The Pension Protection Fund (PPF) is preparing for a “volatile market” over the next three years, as it attempts to set new standards for its members, it has said.

Publishing its Strategic Plan 2019-2022 yesterday, 9 April, the PPF said it will adopt “innovative approaches” to member protections, while delivering five strategic priorities in order for it to respond “quickly and efficiently” to the current environment.

The lifeboat will focus on sustainable funding in volatile time, building for innovation, service to members, improving the financial and public services culture and clear value for money.

Commenting on the new strategy, PPF chief executive, Oliver Morely, said: “Over the course of this strategic plan, we will be setting standards for innovation, assurance and service at the PPF.

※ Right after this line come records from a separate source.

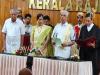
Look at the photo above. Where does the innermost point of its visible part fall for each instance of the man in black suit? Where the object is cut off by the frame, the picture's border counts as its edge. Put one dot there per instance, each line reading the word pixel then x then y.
pixel 92 52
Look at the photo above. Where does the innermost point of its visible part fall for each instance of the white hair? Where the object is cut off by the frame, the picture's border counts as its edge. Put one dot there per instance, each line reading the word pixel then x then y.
pixel 14 10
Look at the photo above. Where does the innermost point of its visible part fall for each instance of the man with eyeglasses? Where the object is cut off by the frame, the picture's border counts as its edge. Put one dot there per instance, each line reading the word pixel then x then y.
pixel 63 36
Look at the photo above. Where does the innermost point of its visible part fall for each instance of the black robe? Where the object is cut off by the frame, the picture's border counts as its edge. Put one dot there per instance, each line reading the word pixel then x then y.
pixel 91 54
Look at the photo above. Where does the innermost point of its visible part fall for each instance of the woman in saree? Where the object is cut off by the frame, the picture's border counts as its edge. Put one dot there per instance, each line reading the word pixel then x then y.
pixel 40 36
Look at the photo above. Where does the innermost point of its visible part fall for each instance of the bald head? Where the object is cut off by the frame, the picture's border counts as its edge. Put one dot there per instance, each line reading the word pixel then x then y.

“We will do this by adopting innovative approaches to our business operations including moving to cloud based technology and the development of digital technologies so we can respond quickly and efficiently to the environment in which we operate.”

The group hope to become more agile, efficient, productive and cost effective through the use of innovative digital services.

However, the PPF added that it will maintain its current “prudent” funding strategy and low risk investment approach to ensure there are “sufficient revenue and reserves to take on larger schemes”.

According to the lifeboat, it is on track to meet its long-term funding target of 110 per cent by 2030, while the levy was reduced to £500m for 2019/20, as it hopes to continue its downward trajectory until it meets its funding horizon.

“Over the course of this plan, we will continue to work closely with all our levy payers to develop services that will make it easier for them to comply with their levy obligations which are critical to our members and the members of their schemes,” Morely added.

“We also want to continue to improve the services we provide our members and want to offer our members the digital services they want which coincide and cooperate with our existing award winning services.”

Furthermore, the group plans to evolve its member communication through digital channels and expects 70 per cent of its members transaction to take place online by 2022.

The number of large pension schemes entering the PPF over the last year has ceased to slow down, and in March, Kodak Pension Plan No.2 officially fell into PPF assessment, that largest scheme to claim on the lifeboat to dates.

The latest PPF 7800 figures, published yesterday, showed that the deficit had increased from £8.6bn to £43.9bn over March, meaning its funding level decreased from 99.5 per cent to 97.4 per cent.